Needless to say, when Tim Draper has a big new idea, it's worth taking a closer look. I'll start this overview with venture capital, before moving on to companies listed on the Warsaw Stock Exchange.
Facts and figures about the Polish growth company sector
The announcement that Draper was moving in on Poland came during the days of the coronavirus crisis gathering pace. Most market participants will have missed it because they were busy with other stuff.
In early March 2020, Draper's venture capital firm teamed up with OTB Ventures, one of the best-known venture capital companies focussing on Central and Eastern Europe ("CEE"). In February 2020, OTB Ventures had launched a USD 100m fund for investing in early-stage technology companies across CEE, the largest such fund in the region to date.
As Tim Draper put it:
"Now is the perfect time to look into investing in Poland. The region has always had great technology, but now they are starting to connect it to the marketplace. Poland is a generation ahead of other countries in the region in understanding the market system."
A look at market figures does indicate that Poland is the natural hunting ground for growth opportunities in innovative industries.
A few days before I wrote this Weekly Dispatch, Dealroom.co and the Polish Development Fund Group published the "Polish and CEE tech ecosystem outlook", which put some meat onto the bones of Draper's claims.
Based on the figures of the last seven years, Poland today is the CEE's #1 destination for venture capital rounds.
When measured by funds invested, Poland comes in #2 behind Estonia.
For those who know the former Eastern Bloc, these figures won't come as a surprise. As I already described in part 1 of this series, Poland is quite simply the biggest economy of the region – by a mile! Estonia got a head start in the early 2000s because of the mega success of Skype, but Poland is now zooming in on the leadership position.
The country's large, highly educated population puts it at an advantage (just by way of example, its number of software developers is far higher than that of other CEE nations).
In absolute terms, venture capital investments in the CEE region are still lagging behind Western Europe. This isn't unusual, given that the region started much later and only has 50% of the population of Western Europe. However, it's growing fast.
Foreign interest in Polish venture capital investment has increased significantly.
Investors who were early-early have already benefitted from the first group of successful exits.
And more is likely to come further down the road. Not only has the number of seed funding rounds in Poland exploded, but also their amount: the average seed funding round is now USD 0.6m, compared to USD 0.2m a few years ago. It's indicative of the growing amount of local entrepreneurial talent.
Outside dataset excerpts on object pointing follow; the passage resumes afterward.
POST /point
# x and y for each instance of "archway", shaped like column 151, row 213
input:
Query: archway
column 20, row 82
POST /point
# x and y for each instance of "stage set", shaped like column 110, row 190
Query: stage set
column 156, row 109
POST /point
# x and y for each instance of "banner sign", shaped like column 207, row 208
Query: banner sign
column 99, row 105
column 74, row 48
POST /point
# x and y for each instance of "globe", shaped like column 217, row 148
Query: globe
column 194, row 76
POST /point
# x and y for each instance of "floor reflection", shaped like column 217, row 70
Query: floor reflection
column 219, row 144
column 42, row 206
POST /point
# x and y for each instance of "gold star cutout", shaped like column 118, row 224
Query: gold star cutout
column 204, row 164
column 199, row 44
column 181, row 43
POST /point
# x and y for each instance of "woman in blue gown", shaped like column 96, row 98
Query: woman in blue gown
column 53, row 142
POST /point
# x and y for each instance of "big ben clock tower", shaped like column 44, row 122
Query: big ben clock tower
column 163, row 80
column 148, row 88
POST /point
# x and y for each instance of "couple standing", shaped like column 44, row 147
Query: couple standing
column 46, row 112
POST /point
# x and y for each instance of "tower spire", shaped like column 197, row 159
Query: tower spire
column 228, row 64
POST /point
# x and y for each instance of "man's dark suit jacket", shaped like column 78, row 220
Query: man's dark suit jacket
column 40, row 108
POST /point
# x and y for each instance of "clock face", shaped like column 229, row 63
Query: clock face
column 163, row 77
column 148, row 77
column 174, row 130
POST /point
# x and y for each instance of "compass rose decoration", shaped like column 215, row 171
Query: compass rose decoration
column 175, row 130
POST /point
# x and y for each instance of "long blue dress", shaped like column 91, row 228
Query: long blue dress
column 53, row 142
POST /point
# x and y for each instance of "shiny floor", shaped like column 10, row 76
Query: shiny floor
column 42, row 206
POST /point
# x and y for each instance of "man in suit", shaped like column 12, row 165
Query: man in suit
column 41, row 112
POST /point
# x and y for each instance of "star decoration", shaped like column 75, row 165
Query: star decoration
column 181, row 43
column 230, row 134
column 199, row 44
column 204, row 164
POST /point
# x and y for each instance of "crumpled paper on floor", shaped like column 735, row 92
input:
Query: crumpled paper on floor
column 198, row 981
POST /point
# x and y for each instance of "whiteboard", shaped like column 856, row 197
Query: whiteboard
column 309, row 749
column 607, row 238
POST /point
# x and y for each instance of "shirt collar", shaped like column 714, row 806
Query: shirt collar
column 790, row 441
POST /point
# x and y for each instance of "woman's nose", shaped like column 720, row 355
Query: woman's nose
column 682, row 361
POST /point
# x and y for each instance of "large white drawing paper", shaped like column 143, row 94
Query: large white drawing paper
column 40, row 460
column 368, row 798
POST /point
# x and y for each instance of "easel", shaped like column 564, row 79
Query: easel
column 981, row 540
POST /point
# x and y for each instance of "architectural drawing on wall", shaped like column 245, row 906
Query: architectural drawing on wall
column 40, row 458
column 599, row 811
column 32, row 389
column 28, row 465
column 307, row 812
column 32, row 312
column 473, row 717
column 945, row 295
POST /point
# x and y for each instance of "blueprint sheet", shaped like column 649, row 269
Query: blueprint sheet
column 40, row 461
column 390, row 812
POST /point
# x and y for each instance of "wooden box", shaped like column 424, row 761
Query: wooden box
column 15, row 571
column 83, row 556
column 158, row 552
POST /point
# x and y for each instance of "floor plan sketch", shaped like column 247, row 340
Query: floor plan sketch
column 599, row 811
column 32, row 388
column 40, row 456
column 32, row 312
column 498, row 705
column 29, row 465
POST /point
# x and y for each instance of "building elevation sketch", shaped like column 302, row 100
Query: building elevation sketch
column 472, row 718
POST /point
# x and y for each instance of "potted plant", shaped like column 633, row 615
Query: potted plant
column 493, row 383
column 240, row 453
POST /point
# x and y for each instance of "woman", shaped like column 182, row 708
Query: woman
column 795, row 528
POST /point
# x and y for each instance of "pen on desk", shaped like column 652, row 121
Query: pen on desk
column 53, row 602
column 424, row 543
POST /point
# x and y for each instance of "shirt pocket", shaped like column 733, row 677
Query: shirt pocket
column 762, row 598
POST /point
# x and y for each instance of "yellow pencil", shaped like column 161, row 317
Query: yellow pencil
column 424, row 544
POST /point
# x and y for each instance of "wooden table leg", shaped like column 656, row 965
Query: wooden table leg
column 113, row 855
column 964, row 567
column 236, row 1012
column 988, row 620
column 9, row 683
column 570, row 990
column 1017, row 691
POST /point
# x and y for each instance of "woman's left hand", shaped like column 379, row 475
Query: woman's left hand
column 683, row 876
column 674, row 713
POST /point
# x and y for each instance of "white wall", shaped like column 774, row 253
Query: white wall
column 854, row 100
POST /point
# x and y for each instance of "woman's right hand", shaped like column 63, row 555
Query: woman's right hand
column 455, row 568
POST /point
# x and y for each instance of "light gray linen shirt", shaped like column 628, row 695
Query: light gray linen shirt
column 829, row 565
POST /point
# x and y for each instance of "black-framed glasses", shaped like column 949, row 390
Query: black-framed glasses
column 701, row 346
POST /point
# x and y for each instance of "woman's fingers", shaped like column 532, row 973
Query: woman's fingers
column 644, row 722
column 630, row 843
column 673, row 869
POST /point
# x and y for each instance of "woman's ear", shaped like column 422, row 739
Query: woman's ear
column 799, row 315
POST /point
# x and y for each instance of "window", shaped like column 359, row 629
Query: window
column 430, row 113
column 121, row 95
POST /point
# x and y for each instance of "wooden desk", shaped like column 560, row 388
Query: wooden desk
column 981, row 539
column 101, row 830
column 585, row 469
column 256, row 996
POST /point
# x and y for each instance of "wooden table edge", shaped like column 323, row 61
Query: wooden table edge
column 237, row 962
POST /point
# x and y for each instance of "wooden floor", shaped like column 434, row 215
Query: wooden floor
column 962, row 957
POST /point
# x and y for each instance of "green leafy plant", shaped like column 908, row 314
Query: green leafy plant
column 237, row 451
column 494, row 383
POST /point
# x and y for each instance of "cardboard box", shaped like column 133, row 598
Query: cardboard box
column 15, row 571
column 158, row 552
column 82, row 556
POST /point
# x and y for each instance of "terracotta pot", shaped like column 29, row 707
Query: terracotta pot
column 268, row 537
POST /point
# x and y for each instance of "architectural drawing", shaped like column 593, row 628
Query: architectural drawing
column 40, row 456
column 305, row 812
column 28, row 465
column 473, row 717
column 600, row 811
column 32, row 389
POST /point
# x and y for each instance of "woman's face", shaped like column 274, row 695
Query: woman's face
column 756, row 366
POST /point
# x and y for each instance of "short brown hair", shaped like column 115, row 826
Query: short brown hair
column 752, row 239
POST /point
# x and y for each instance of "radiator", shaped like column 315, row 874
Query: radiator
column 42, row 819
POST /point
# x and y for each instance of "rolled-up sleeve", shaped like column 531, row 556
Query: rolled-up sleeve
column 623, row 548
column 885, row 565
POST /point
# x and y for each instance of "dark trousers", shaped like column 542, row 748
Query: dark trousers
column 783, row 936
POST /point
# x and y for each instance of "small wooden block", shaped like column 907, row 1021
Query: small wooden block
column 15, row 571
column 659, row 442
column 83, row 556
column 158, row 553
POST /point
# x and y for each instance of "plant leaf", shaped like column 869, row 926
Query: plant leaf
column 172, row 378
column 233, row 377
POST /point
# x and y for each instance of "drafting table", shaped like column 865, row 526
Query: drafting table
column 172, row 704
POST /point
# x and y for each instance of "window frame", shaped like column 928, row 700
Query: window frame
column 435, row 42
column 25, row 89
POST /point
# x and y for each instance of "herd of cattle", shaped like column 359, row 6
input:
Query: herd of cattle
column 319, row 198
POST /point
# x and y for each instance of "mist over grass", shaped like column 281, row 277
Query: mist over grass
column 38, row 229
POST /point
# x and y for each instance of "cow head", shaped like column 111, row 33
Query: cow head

Investing in venture capital is difficult for most private investors, and seed funding is truly only for specialised investors.
It begs the question: how can private investors get in on the act?
Large amounts of early-stage investing eventually lead to more IPOs, which then makes these listed companies more accessible to private investors.
Interestingly, even today there are already more high-growth companies listed on the Warsaw Stock Exchange than is commonly known. Earlier success in seed funding and venture capital has increased the range of stocks that investors can choose from in Poland. It's this sector of publicly-listed companies that is worth checking out.
You do need to make a bit of an effort to research these companies - which is where this website comes into play. Finding opportunities in places where not too many others are looking (yet) is what Undervalued-Shares.com is all about.
The gaming sector is where all the action is right now
Gaming companies are one area where Poland has already started to make a name for itself. Investors have tried to latch onto the sector, following the incredible success of CD Projekt (ISIN PLOPTTC00011; see last week's issue), or also Creepy Jar (ISIN PLCRPJR00035), a game developer that did a pre-IPO round at PLN 65 in 2018. The stock recently skyrocketed to PLN 1,380.
There are other examples:
- German investors will probably be familiar with 11 bit studios (ISIN PL11BTS00015), a company that was recently featured by a well-known German YouTuber. I have already received about 20 emails from German readers asking for my view on 11 bit studios. Speak of people starting to latch onto Poland!
- Another well-known play on the Polish gaming sector is PlayWay (ISIN PLPLAYW00015), which has a market cap of EUR 842m / 960m following its tenfold rise since early 2017.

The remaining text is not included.